Encouraging Fundamentals Ahead

Byrna is focusing on growth investments, which may pressure profitability in the short term. However, the company remains debt-free, highly profitable, and continues to show strong revenue growth along with promising market potential.

Analysts estimate Byrna’s earnings for fiscal 2025 at 31 cents, unchanged from the previous year. Earnings for 2026 are projected to rise by 58% year-over-year.

The company’s sales are anticipated to grow by 29.4% in fiscal 2025 and by 17.2% in fiscal 2026.

This optimistic outlook is supported by recent upward revisions. In the past 30 days, two estimates for fiscal 2025 earnings were revised up, with no downward revisions. The consensus estimate for fiscal 2025 earnings has seen a 10.7% increase during this timeframe. Similarly, two estimates for fiscal 2026 earnings have been adjusted upwards, with no downward changes. The consensus for fiscal 2026 earnings has increased by 29% in this period.

BYRN: A Buy Recommendation

BYRN shows promise as a growth investment, bolstered by robust brand momentum and an expanding market presence. The company’s strategic use of celebrity endorsements and broad media outreach has enhanced its visibility and ramped up demand for its innovative, less-lethal solutions. Byrna’s commitment to broadening its product range and creating local and international partnerships reveals a forward-thinking strategy aligned with market trends, placing it in a strong position for sustained growth.
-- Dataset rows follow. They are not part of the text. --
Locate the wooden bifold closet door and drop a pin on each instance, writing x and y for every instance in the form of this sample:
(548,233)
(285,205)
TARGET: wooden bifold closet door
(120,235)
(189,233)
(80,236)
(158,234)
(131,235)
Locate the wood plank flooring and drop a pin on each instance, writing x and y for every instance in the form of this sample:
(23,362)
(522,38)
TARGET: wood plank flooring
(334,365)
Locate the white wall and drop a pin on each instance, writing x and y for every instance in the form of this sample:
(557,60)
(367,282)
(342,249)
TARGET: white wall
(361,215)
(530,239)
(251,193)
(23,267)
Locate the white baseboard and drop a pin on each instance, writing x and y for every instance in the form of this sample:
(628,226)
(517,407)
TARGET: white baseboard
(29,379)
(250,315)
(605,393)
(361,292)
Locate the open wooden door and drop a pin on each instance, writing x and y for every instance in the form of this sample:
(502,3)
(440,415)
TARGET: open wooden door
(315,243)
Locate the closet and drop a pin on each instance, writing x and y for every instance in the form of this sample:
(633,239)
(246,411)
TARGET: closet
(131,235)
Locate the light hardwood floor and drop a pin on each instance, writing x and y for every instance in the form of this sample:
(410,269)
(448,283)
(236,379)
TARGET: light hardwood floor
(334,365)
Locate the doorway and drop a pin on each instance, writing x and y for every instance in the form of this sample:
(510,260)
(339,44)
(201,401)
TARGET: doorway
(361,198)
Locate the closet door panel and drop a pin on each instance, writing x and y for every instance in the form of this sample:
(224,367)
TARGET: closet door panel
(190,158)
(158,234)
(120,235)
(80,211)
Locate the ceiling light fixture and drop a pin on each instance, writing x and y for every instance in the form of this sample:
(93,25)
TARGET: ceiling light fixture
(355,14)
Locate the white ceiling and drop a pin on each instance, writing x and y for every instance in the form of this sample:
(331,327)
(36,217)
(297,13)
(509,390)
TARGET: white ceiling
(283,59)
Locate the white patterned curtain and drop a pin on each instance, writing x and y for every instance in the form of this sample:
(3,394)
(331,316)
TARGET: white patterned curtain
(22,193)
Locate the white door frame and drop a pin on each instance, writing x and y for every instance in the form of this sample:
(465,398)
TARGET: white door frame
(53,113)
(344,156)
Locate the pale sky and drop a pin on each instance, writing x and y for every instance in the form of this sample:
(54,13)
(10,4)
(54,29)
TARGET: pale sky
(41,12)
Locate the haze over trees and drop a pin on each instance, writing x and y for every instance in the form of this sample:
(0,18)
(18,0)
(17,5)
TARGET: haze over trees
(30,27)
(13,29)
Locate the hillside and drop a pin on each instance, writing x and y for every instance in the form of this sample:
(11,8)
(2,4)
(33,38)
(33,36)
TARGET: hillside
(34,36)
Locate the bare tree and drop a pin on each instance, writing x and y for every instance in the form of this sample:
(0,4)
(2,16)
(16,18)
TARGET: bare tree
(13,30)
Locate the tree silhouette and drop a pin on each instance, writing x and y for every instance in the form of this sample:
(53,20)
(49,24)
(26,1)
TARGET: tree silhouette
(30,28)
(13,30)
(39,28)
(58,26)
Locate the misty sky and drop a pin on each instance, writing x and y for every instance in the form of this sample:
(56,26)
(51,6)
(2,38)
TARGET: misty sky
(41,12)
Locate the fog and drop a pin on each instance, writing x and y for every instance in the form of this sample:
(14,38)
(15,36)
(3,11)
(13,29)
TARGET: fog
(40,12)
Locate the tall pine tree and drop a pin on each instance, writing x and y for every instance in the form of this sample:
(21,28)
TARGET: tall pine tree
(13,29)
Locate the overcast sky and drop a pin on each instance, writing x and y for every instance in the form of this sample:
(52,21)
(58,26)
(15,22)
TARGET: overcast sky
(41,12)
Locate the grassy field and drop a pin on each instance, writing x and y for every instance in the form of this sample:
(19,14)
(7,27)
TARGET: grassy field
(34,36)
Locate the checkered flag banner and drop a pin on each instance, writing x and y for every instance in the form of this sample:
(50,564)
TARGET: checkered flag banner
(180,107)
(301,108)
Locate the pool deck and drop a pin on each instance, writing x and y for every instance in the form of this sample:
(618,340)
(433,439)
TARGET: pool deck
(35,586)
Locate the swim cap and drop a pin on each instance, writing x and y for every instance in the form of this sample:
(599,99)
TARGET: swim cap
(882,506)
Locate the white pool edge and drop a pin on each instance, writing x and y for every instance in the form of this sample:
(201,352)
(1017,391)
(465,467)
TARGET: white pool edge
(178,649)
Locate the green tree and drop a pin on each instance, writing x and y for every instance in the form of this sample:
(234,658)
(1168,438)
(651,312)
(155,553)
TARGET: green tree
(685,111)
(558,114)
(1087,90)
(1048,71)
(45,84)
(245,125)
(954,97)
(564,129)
Moreover, Byrna’s solid liquidity and effective resource management establish a strong foundation that supports its growth initiatives. With plans to further expand retail locations, enhance the supply chain, and launch new products, Byrna is well-equipped to meet increasing demand. For investors seeking high-growth potential and a strategic outlook, Byrna Technologies appears to be a strong Buy, underpinned by promising indicators of continued success.

BYRN currently holds a Zacks Rank of #1 (Strong Buy).